Search code examples
phpregexzend-frameworkzend-validatenon-ascii-characters

zend_validate_regex not happy with accented characters


so I'm using Zend_Framework and I need to validate a text and accept not only digits and normal letters, but also some guys like 'ã', 'ç' and so on...

I was confident that a simple regex validation would do the job:

    public function SetTitle($title) 
    {
      $validator = new Zend_Validate_Regex('/^[0-9a-zA-ZÀ-ú]+[0-9A-Za-zÀ-ú\'\-\.:,; ]{1,50}$/');

      if ($validator->isValid($title)) {
        if ($this->title != $title) {
            $this->title = $title;
        }
      } else {
        throw new MyApp_Projects_ProjectException("This ($title) is not a valid title.");
      }

} //SetTitle

and it really worked when, after some thinking reported below, I test something like this:

public function testIfCanAttributeTitleToProject()
{            
    $someTitle = "some title with ç, á and ã";
    $this->project->SetTitle($someTitle);
    $this->assertEquals($this->project->getTitle(), $someTitle);
}

But, when I try to add a validator to check data at the form, like this:

    $title = new Zend_Form_Element_Text('title');
    $title->setLabel('Nome:')
        ->setOptions(array('size' => '50'))
        ->setRequired(true)
        ->addValidator('Regex', false, array(
            'pattern' => "/^[0-9a-zA-ZÀ-ú]+[0-9A-Za-zÀ-ú\'\-\.,: ]{1,50}$/"
            ))
        ->addFilter('HtmlEntities')
        ->addFilter('StringTrim');
    // attach elements to form
    $this->addElement($title);

a error is raised when I try to test

public function testUserCanUseAccentedCharacters() {

   $form = new MyApp_Form_ProjectCreate();
   $formData = array(
       'title' => 'we scream to weird chars like ã é or ç',
       'submit' => true
       );
    $form->process($formData);
}

where process function is like:

public function process($data) 
{
    if ($this->isValid($data) !== true) {
        throw new MyApp_Form_ProjectCreateException('Invalid data!');
    } else {
        $db = Zend_Registry::get('db');
        $projectMapper = new MyApp_Projects_ProjectMapper($db);        
        $project = new MyApp_Projects_Project();
        $project->SetTitle($this->title->GetValue());
        $projectMapper->insert($project);
    }
}

I have already checked and retested the regular expression in other contexts and it seems OK, but for some reason, even as Zend_Validate itself works with this expression, a validator inside a form element doesn't accept anything inside the À-ú range...

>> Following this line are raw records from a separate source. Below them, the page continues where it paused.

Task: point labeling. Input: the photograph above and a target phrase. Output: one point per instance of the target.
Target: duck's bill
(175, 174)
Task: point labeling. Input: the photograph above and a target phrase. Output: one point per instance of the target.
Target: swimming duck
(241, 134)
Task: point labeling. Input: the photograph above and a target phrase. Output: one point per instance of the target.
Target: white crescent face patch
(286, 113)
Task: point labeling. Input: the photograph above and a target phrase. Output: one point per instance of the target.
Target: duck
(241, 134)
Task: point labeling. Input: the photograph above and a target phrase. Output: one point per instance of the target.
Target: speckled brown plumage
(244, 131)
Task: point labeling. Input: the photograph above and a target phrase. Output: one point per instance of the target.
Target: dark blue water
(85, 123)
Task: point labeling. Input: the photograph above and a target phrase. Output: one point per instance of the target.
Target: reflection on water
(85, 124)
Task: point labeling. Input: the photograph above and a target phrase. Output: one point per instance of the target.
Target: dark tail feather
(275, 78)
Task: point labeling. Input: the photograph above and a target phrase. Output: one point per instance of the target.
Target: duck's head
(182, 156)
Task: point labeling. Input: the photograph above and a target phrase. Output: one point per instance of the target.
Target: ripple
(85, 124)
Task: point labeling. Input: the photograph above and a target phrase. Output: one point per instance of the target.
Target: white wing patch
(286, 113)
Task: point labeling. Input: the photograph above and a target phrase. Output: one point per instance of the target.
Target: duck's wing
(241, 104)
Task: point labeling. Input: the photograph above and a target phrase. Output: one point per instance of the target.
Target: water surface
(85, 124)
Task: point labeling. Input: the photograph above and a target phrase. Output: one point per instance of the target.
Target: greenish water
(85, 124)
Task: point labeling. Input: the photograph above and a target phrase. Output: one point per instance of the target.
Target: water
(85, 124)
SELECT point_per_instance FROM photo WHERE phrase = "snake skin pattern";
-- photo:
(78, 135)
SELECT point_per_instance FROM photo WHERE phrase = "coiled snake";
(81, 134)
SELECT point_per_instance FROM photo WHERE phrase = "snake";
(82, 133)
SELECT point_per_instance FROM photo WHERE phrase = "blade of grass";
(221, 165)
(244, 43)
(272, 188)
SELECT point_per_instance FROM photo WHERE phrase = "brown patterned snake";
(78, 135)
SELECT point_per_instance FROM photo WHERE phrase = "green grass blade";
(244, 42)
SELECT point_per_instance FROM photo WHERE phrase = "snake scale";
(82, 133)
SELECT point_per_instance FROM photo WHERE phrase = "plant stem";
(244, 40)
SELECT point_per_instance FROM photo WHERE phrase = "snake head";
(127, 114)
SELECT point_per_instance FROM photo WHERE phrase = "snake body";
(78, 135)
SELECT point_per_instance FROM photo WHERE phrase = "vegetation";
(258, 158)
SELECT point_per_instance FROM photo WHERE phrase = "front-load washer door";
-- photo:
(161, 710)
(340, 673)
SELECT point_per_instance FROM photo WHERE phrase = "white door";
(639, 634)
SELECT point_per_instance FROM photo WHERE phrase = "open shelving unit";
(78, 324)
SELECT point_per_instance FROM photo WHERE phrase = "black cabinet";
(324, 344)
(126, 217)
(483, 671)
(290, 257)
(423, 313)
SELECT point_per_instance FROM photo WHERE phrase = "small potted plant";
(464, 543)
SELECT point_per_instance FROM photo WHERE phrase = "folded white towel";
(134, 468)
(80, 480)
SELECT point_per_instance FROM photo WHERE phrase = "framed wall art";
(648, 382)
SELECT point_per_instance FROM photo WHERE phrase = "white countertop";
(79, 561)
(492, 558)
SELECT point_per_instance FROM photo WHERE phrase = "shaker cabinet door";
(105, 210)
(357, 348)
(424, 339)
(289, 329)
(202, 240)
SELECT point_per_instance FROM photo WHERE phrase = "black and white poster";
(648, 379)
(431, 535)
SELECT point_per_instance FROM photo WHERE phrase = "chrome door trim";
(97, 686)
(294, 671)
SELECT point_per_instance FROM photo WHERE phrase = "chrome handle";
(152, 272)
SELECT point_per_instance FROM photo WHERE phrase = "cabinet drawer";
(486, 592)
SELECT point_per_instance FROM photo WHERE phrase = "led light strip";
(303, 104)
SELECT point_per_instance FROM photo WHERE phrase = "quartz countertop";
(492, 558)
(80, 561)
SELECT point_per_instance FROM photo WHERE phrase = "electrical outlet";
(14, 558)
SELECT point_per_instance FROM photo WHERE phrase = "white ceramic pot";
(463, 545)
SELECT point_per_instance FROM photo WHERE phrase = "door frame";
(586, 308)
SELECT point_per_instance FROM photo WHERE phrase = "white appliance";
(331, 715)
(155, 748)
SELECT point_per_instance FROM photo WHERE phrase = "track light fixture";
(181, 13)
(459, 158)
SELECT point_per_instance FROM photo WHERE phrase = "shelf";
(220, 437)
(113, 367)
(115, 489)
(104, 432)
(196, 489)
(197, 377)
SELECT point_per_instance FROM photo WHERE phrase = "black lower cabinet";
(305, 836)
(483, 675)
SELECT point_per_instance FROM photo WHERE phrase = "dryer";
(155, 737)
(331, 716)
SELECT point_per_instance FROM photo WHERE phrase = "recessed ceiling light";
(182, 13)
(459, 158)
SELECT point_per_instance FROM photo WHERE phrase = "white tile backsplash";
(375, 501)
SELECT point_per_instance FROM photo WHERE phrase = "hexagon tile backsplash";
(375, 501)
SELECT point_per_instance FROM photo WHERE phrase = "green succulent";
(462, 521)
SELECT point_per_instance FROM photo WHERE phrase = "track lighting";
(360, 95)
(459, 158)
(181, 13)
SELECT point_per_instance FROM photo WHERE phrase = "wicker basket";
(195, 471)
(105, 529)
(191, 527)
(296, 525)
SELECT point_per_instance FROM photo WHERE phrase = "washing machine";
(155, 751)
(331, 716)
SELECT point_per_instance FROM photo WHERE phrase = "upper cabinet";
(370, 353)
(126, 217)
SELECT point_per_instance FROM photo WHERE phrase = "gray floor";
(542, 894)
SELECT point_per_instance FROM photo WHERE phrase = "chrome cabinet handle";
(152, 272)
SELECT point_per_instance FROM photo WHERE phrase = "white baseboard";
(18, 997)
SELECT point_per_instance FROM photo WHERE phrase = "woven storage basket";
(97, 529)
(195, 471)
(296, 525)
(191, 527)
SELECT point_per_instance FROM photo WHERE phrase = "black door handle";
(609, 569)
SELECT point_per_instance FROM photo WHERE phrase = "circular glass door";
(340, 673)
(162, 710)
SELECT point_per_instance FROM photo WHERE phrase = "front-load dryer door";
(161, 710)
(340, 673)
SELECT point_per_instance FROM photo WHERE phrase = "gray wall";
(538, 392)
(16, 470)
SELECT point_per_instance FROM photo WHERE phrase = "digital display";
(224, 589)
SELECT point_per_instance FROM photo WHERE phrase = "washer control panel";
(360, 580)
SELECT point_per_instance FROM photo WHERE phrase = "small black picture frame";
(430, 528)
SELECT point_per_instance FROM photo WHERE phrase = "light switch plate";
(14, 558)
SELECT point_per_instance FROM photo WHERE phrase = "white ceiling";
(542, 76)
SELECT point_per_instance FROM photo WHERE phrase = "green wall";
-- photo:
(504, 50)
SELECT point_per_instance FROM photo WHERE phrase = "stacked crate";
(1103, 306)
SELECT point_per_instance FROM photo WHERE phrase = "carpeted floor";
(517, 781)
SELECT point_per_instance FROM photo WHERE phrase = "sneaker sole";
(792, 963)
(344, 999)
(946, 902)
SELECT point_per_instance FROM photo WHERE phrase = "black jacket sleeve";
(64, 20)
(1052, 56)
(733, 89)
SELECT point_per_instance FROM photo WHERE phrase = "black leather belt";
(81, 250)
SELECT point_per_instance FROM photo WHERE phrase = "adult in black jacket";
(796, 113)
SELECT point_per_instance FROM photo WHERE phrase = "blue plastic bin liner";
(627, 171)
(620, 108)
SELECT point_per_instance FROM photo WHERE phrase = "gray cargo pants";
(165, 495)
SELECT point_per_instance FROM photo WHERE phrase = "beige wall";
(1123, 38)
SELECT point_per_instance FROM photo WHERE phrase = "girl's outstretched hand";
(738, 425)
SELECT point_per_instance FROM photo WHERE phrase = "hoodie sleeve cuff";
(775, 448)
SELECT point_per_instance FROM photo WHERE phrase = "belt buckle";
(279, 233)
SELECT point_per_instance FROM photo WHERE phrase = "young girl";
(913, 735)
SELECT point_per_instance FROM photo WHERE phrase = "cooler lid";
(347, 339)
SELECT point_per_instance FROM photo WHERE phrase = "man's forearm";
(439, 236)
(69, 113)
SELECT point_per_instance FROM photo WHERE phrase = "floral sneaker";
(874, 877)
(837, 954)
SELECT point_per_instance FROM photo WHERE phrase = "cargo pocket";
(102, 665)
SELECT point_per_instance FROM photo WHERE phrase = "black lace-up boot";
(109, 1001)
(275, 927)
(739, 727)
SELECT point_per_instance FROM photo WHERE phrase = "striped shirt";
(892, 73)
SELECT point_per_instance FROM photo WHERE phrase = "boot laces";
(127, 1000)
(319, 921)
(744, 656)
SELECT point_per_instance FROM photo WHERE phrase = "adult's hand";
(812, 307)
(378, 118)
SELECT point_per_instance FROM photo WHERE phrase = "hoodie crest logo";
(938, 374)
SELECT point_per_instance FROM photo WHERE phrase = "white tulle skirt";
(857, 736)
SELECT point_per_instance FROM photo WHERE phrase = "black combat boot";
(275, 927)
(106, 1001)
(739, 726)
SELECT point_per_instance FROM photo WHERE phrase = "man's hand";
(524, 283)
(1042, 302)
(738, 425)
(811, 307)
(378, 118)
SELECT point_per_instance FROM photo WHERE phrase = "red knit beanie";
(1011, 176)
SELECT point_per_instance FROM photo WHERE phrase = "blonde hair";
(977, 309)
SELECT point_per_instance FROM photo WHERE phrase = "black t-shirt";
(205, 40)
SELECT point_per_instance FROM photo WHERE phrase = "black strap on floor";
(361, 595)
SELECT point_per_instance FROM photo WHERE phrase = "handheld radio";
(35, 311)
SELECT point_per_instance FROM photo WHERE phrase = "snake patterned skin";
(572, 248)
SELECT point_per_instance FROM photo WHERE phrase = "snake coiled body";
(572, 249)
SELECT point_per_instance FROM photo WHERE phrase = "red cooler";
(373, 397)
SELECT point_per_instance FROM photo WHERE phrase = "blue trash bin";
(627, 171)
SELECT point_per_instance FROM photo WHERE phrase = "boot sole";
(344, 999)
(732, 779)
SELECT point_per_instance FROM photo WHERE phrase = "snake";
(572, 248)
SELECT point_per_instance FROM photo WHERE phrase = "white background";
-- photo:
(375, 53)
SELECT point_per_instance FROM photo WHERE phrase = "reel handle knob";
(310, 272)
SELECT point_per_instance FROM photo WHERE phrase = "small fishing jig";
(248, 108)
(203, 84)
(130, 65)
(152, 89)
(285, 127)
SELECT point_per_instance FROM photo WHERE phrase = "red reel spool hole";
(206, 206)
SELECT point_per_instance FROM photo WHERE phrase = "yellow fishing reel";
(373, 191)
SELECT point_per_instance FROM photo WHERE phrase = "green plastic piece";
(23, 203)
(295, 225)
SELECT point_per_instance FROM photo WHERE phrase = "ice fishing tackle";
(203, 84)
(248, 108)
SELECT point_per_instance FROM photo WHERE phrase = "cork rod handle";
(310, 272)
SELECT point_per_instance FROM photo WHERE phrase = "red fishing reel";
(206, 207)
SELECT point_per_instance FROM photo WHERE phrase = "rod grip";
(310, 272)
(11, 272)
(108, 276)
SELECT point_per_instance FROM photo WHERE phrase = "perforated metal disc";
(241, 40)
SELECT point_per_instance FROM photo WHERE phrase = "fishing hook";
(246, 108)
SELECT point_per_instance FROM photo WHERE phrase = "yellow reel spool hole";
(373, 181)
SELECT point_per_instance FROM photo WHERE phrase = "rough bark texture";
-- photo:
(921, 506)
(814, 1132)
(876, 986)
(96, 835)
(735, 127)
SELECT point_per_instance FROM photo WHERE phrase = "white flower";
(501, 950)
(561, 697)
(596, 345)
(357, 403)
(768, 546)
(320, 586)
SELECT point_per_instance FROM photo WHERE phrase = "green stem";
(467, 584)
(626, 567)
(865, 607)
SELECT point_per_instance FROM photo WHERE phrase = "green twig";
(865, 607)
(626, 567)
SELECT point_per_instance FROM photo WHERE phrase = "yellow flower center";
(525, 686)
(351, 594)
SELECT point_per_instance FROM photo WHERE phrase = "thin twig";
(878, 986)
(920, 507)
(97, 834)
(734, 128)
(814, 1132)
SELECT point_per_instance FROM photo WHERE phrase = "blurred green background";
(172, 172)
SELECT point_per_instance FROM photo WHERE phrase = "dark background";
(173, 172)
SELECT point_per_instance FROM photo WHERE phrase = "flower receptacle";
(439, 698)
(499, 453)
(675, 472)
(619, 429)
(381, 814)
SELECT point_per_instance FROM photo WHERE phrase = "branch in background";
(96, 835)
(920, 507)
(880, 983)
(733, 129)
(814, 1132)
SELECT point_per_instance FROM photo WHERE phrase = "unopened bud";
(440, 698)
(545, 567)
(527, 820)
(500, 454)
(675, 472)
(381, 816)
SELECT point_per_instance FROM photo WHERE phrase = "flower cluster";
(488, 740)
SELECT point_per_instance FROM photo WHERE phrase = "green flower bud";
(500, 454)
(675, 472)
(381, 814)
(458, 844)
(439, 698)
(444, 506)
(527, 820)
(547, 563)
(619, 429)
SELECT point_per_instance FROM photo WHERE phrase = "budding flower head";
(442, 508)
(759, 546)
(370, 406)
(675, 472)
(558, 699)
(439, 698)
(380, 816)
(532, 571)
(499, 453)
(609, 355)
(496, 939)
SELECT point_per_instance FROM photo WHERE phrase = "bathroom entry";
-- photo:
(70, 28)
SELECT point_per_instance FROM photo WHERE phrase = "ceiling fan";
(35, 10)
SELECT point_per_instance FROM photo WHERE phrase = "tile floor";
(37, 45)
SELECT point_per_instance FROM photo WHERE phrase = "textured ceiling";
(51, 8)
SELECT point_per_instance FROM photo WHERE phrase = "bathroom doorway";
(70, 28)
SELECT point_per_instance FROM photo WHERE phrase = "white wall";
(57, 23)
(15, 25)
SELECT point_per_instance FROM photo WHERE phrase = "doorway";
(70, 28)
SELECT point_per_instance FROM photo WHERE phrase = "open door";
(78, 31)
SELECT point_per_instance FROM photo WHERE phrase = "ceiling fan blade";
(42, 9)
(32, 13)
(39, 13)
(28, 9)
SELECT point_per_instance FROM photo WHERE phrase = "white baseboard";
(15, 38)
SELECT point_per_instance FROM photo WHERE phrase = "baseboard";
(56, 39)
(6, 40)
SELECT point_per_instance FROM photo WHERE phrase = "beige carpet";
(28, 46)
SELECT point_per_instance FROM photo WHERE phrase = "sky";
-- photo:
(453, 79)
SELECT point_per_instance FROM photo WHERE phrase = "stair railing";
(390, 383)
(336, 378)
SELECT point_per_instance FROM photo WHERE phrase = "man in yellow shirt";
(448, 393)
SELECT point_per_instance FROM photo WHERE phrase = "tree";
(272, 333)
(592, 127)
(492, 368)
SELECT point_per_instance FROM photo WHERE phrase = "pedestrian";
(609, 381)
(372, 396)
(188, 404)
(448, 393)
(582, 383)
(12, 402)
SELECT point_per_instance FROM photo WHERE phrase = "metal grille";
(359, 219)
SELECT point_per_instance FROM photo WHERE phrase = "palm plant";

For sure I'm (still) losing something basic here... or banging my head against a wall when I have some better way around...

Do someone may help me, please?

TIA, again... :)


Solution

  • '/^[0-9a-zA-ZÀ-ú]+[0-9A-Za-zÀ-ú\'\-\. ]{1,50}$/'
    

    embeds a single quote. Will this work for you?

    "/^[0-9a-zA-ZÀ-ú]+[0-9A-Za-zÀ-ú\'\-\. ]{1,50}$/"
    

    Update

    Three more things to try. I don't know the details of Zend's implementation of regular expressions, so I don't know whether the first two will work.

    The Unicode Letter property:

    "/^([0-9]\p{Letter})+([0-9\'\-\. ]\p{Letter}){1,50}$/"
    

    The Posix character class:

    "/^([0-9][[:alpha:]])+([0-9\'\-\. ][[:alpha:]]){1,50}$/"
    

    Brute force enumeration of the letters you care about:

    "/^[0-9a-zA-ZÀÁÂ ...et cetera... øùú]+[0-9A-Za-zÀÁÂ ...et cetera... øùú\'\-\. ]{1,50}$/"